ETFs…exchange-traded funds…are exactly what they sound like: funds that trade on stock exchanges. They’re like the sexier, more flexible cousins of mutual funds, and a great choice for building up wealth.
To start, every ETF holds a whole portfolio of securities – and not just American stocks, either. You can find ETFs that invest in practically everything you can think of:
- Emerging markets
- Single countries
- Global regions
- Market sectors
- Commodities (like gold, gas & oil, or precious metals)
- Leveraged shares (more exotic investments like options and futures)
No matter what you want to add to your portfolio, there’s an ETF that covers it. So you get to invest in any specific area you want, without the extra risk that comes with buying single stocks (or bonds, or commodity shares). For example, if you buy stock in one company, you face all the general risks of the market PLUS risk specific to that company: it could go bankrupt, the CEO could quit, there could be an accounting scandal, a product could end up hurting people, and so much more. But when that stock is just one of hundreds in an ETF, its loss won’t hurt you nearly as much.
In that way, ETFs act just like mutual funds – but that’s where the similarity ends. Unlike mutual funds, ETFs
- trade on stock exchanges (mutual funds are bought directly from the mutual fund company)
- don’t have minimum purchase requirements
- display their holdings every day (so you know exactly what you’re buying)
- usually have lower fees
- create fewer taxable events (like capital gains) while you hold them
Another big difference: Since ETFs trade like stocks, you have to pay trading commissions when you buy and sell them – but that negative is more than balanced out by all the benefits of ETF investing.
Designing Your ETF Portfolio
With ETFs, you can easily create an affordable investment portfolio. In fact, with just a few strategically selected ETFs, you can build a well-diversified set of core holdings, covering virtually every corner of the market. For far less than the cost of holding individual stocks, your ETFs can give you exposure to all the major equity classes: every size of market capitalization and every market sector.
You can balance your stock holdings with a few shares of fixed-income ETFs. These add in the benefit of steady income, just like you’d get by holding individual bonds or bond funds, but with much more trading flexibility.

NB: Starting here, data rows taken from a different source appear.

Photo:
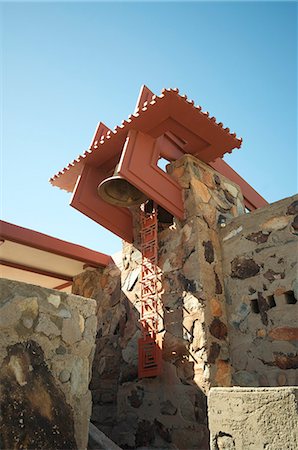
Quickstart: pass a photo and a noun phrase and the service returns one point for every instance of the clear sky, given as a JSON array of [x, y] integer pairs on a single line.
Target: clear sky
[[67, 66]]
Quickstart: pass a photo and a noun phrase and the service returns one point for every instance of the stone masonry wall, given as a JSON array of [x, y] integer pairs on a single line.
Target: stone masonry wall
[[46, 351], [260, 268], [253, 418], [167, 411]]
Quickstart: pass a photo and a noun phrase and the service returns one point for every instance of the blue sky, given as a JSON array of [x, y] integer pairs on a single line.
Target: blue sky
[[66, 66]]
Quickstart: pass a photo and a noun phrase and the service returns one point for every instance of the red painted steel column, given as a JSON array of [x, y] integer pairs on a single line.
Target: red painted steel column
[[149, 347]]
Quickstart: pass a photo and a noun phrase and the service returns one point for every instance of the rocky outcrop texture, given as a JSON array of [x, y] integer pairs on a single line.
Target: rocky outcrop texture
[[253, 418], [46, 351], [168, 411], [260, 270]]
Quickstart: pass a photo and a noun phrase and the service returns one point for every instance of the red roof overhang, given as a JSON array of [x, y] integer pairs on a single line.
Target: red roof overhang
[[40, 241], [169, 118]]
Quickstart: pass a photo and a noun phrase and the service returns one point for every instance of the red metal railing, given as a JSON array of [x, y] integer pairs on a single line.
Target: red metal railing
[[149, 347]]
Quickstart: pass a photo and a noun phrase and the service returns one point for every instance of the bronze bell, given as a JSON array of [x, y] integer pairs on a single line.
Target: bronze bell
[[118, 191]]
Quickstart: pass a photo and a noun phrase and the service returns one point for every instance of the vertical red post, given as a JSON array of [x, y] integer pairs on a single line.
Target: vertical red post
[[149, 348]]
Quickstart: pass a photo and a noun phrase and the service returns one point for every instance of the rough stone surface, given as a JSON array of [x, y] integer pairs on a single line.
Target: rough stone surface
[[253, 418], [44, 377], [260, 272]]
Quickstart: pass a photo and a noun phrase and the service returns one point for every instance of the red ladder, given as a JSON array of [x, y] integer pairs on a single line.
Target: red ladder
[[149, 345]]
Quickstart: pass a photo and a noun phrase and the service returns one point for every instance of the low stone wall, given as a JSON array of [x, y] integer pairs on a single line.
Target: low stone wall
[[260, 271], [46, 351], [253, 418]]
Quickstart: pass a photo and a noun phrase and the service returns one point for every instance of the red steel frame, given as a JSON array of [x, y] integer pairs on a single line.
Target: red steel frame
[[149, 347]]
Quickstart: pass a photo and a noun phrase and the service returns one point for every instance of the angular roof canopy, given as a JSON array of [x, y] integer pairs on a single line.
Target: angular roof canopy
[[165, 126]]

And for an extra layer of portfolio security, you can branch out into global ETFs, which can help protect against downturns specific to the U.S. markets (investments in other countries could rally when the U.S. markets are down).

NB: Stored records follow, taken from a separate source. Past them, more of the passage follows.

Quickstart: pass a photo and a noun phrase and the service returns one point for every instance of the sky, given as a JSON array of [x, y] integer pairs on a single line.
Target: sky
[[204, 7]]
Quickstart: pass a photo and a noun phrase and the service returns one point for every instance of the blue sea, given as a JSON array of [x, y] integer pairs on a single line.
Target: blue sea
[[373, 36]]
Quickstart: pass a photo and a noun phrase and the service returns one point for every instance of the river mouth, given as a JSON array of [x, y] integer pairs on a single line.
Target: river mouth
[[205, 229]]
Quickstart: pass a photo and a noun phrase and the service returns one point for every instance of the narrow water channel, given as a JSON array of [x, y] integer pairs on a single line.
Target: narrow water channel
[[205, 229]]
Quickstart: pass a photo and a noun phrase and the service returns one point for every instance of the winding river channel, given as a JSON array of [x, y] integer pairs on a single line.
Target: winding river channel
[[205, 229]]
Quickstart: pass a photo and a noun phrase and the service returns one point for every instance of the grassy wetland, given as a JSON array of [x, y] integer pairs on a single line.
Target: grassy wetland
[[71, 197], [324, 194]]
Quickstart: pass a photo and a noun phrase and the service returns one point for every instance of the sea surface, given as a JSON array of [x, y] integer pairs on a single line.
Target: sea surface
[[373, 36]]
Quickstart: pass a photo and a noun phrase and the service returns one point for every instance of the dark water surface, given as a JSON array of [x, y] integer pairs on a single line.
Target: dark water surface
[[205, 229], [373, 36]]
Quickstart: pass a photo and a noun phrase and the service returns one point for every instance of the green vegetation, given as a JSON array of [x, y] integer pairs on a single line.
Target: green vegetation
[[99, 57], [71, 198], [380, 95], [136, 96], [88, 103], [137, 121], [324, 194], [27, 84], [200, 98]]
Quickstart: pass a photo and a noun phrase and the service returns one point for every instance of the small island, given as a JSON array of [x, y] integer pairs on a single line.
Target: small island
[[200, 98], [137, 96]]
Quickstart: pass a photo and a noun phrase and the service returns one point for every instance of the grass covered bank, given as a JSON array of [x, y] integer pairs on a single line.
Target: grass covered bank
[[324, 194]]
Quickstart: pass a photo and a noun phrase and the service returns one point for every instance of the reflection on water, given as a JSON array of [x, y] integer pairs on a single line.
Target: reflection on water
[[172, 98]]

The most important thing to do before you buy even one share is research. Make sure the ETF issuer is reputable. Check to see the trading volume of the ETF – if it’s low, that could mean it will be harder to sell when you’re ready. Look at the holdings inside the ETF, and make sure they match up with the fund’s stated investment objectives (for example, you wouldn’t want to see gas and oil companies as holdings in a clean energy fund, or Wal-Mart and KFC in a tech fund). And make sure those investment objectives match yours.